Once your nose adjusts a little you do get a bit more than just sweetness. There is a touch of burnt caramel which gives a touch of a bitter note, notes of cough mixture – Navy Tablet (old fashioned English sweets). It reminds me quite a lot of a Demerara Rum liqueur I was gifted a while back or even Lord Nelson’s Rum Liqueur. It’s really, really sweet.
I ran it through the Hydrometer and it couldn’t give a reading (which suggests upwards of 100g/L of added sugar/spices(?). I have spoken with Paul Stanley and he has advised that the blend has 99g/\L of added sugar. Just below what the EU would regard as a liqueuer. The Hydrometer reading must have also accounted for the added spices etc.
Sipped it is surprisingly less sweet. It is almost bitter/sweet. It is a bit like drinking cough medicine. Tasting very much like Falernum – the clove note is so present throughout. In fact I would go so far as to say this is more akin to a clove liqueur than what I would usually expect from a Spiced Rum. I can pick out notes such as menthol, a touch of cinnamon, tiny hint of anise but they are hard to individually note such is the clove and sugar influence.
Mixed with diet cola it becomes even more medicinal – like cough sweets this time. There is a sharp almost artificial sweetener note which makes it a little less enjoyable. To be honest I didn’t mix it with anything beyond the diet cola. It’s kind of like mixing Bailey’s. It’s just fine on its own.
Cloven Hoof Spiced Rum is an interesting drink.

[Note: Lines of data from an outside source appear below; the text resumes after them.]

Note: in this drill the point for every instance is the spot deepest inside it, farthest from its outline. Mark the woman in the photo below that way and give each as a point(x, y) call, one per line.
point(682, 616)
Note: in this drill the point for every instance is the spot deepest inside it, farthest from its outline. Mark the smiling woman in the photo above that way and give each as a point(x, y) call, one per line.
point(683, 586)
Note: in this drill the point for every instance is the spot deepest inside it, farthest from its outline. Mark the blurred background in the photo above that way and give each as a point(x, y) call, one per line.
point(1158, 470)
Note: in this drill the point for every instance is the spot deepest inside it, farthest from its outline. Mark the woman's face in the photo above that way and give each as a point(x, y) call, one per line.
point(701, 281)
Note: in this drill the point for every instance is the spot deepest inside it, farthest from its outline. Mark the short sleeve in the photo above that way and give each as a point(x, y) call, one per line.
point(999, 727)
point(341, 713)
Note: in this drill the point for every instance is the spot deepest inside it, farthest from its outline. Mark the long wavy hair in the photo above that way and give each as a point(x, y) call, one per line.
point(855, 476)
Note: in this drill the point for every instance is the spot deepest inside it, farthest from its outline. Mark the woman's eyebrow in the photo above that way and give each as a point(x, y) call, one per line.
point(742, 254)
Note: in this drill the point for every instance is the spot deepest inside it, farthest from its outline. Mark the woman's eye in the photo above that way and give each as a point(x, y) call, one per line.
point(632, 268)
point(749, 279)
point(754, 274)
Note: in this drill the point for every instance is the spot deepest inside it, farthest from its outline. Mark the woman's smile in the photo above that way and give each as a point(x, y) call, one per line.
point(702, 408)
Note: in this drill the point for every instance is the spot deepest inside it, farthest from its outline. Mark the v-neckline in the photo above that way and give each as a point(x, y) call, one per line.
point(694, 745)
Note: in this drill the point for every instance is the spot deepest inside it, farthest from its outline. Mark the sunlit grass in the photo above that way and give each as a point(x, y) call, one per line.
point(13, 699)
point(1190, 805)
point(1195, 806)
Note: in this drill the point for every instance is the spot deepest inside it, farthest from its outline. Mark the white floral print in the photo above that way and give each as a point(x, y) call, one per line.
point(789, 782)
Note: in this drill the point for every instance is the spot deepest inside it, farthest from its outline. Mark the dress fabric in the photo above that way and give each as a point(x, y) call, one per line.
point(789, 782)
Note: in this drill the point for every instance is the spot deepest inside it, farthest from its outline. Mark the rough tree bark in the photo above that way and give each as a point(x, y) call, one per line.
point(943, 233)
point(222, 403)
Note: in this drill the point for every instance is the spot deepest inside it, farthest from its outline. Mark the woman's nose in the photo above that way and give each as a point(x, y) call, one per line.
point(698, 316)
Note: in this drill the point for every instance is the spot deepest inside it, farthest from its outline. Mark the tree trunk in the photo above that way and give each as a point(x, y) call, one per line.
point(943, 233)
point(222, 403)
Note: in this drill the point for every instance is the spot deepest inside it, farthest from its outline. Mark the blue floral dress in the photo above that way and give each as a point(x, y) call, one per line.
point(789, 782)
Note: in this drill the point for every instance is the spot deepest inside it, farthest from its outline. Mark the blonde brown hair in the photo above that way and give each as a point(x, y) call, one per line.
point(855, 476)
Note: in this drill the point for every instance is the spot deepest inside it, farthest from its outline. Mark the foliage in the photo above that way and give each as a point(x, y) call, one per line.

I would say its best enjoyed on its own at the end of a meal.
I couldn’t drink much of this and I would have to be very much in the mood for something like this. Having said that for £25 it is no better or worse than some of the ultra sugared premium crap which comes out of the Dominican Republic and Peru.
It is what it is. To be honest if you are after something almost liqueuer like – very sweet and sticky then regardless of what score I give this rum you might give it a try.
As a Spiced Rum to mix with cola? It wasn’t for me. On its own I could enjoy the odd glass.